X_train = np.array([[60,36], [100,36], [100,70], [60,70],
    [140,55], [135,90], [180,65], [240,40],
    [160,140], [190,140], [220,130], [280,150], 
    [200,170], [185, 170]])
plt.scatter(X_train[:,0], X_train[:,1], s=200)
plt.show()

在这里输入图片描述

现在让我们使用scikit-learn的DBSCAN实现进行聚类:

eps = 45
min_samples = 4
db = DBSCAN(eps=eps, min_samples=min_samples).fit(X_train)
labels = db.labels_
labels
# [ 0,  0,  0,  0,  0,  0,  0, -1,  1,  1,  1, -1,  1,  1]
db.core_sample_indices_
# [ 1,  2,  4,  9, 12, 13]

从上面的结果可以看出:

  • 算法找到了6个核心点
  • 找到了2个簇(标签为0、1)和一些离群点(噪声点)。

让我们使用以下代码片段来可视化这些簇:

def dist(a, b):
    return np.sqrt(np.sum((a - b)**2))

colors = ['r', 'g', 'b', 'k']
for i in range(len(X_train)):
    plt.scatter(X_train[i,0], X_train[i,1], 
                s=300, color=colors[labels[i]], 
                marker=('*' if i in db.core_sample_indices_ else 'o'))
                                                            
    for j in range(i+1, len(X_train)):
        if dist(X_train[i], X_train[j])  < eps:
            plt.plot([X_train[i,0], X_train[j,0]], [X_train[i,1], X_train[j,1]], '-', color=colors[labels[i]])
            
plt.title('Clustering with DBSCAN', size=15)
plt.show()
  • 聚类0中的点被标记为红色。
  • 聚类1中的点被标记为绿色。
  • 异常值被标记为黑色。
  • 核心点用*标记。
  • 如果两个点在ϵ邻域内,则它们之间连接一条边。

enter image description here

最后,让我们实现predict()方法来预测新数据点的聚类。

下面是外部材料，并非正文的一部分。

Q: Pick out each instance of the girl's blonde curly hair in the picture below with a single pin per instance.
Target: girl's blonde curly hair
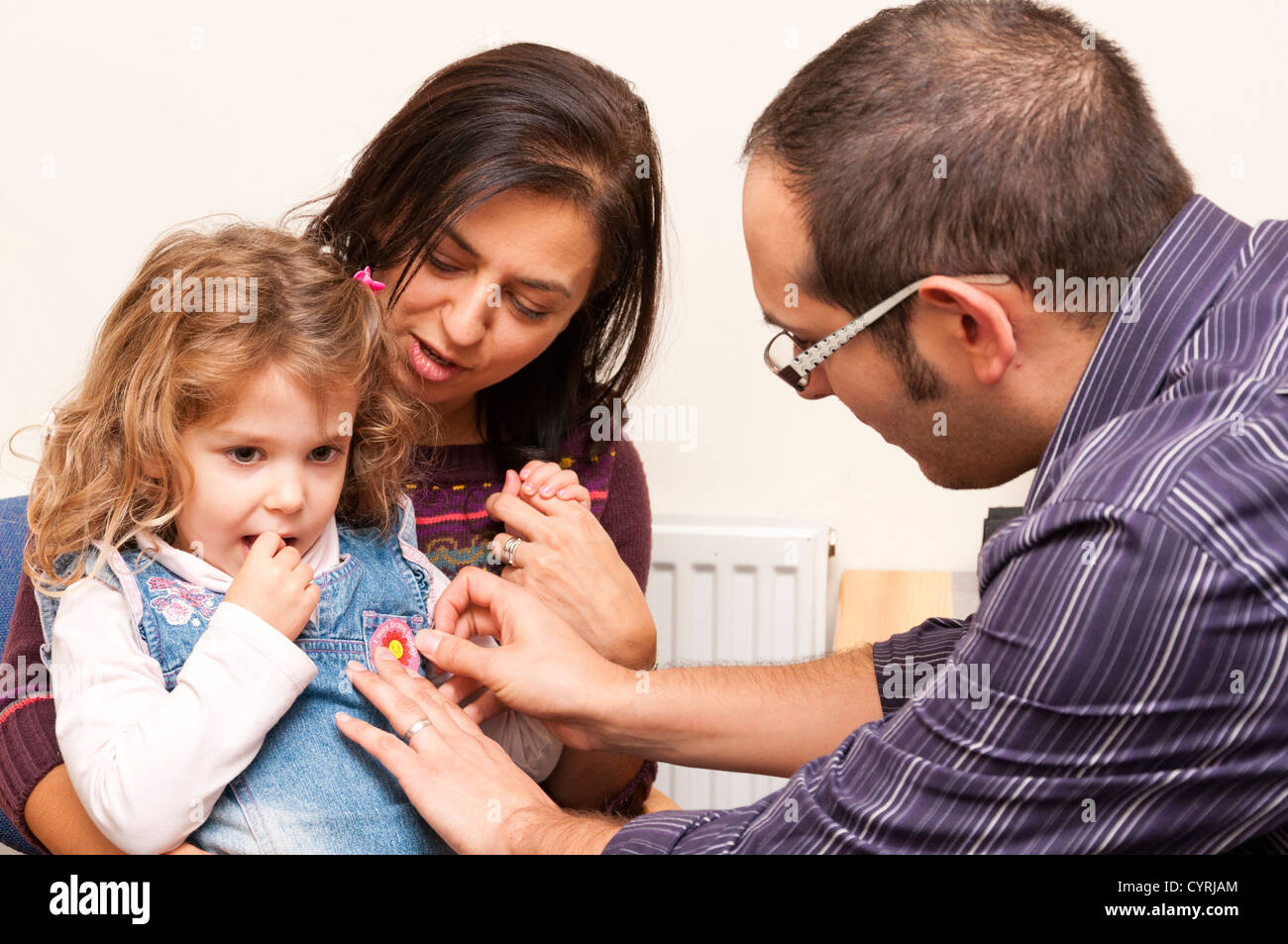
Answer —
(155, 373)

实现基于以下内容:

  • in order that the new point x belongs to a cluster, it must be directly density reachable from a core point in the cluster.

  • We shall compute the nearest core point to the cluster, if it's within ϵ distance from x, we shall return the label of the core point, otherwise the point x will be declared a noise point (outlier).

  • Notice that this differs from the training algorithm, since we no longer allow any more point to become a new core point (i.e., number of core points are fixed).

  • the next code snippet implements the predict() function based on the above idea

    def predict(db, x):
      dists = np.sqrt(np.sum((db.components_ - x)**2, axis=1))
      i = np.argmin(dists)
      return db.labels_[db.core_sample_indices_[i]] if dists[i] < db.eps else -1
    
    X_test = np.array([[100, 100], [160, 160], [60, 130]])
    for i in range(len(X_test)):
       print('test point: {}, predicted label: {}'.format(X_test[i], 
                                                   predict(db, X_test[i])))
    # test point: [100 100], predicted label: 0
    # test point: [160 160], predicted label: 1
    # test point: [ 60 130], predicted label: -1
    
下面的动画展示了如何使用上面定义的predict()函数标记一些新的测试点。

enter image description here


2

非参数聚类模型,如DBSCAN、谱聚类和层次聚类,不能直接预测新点的标签,因为它们是非参数的。这意味着我们无法获得一组参数,并根据这些参数预测新点的标签。

相比之下,K-means和高斯混合模型是参数聚类模型。

神经网络和索引聚类(CNNI)模型是另一个参数聚类模型。

要在分析DBSCAN后预测新点的标签,可以按照其他答案的建议,使用聚类结果训练监督模型,然后使用监督模型预测标签。或者只需使用KNN分类器。

最小-最大-跳跃距离提供了一种预测新点标签的替代方法。

https://doi.org/10.31219/osf.io/fbxrz

为了预测新数据点的标签,我们只需将该点的最小-最大-跳跃距离与每个聚类中心(One-SCOM)进行比较。这种机制类似于K-means。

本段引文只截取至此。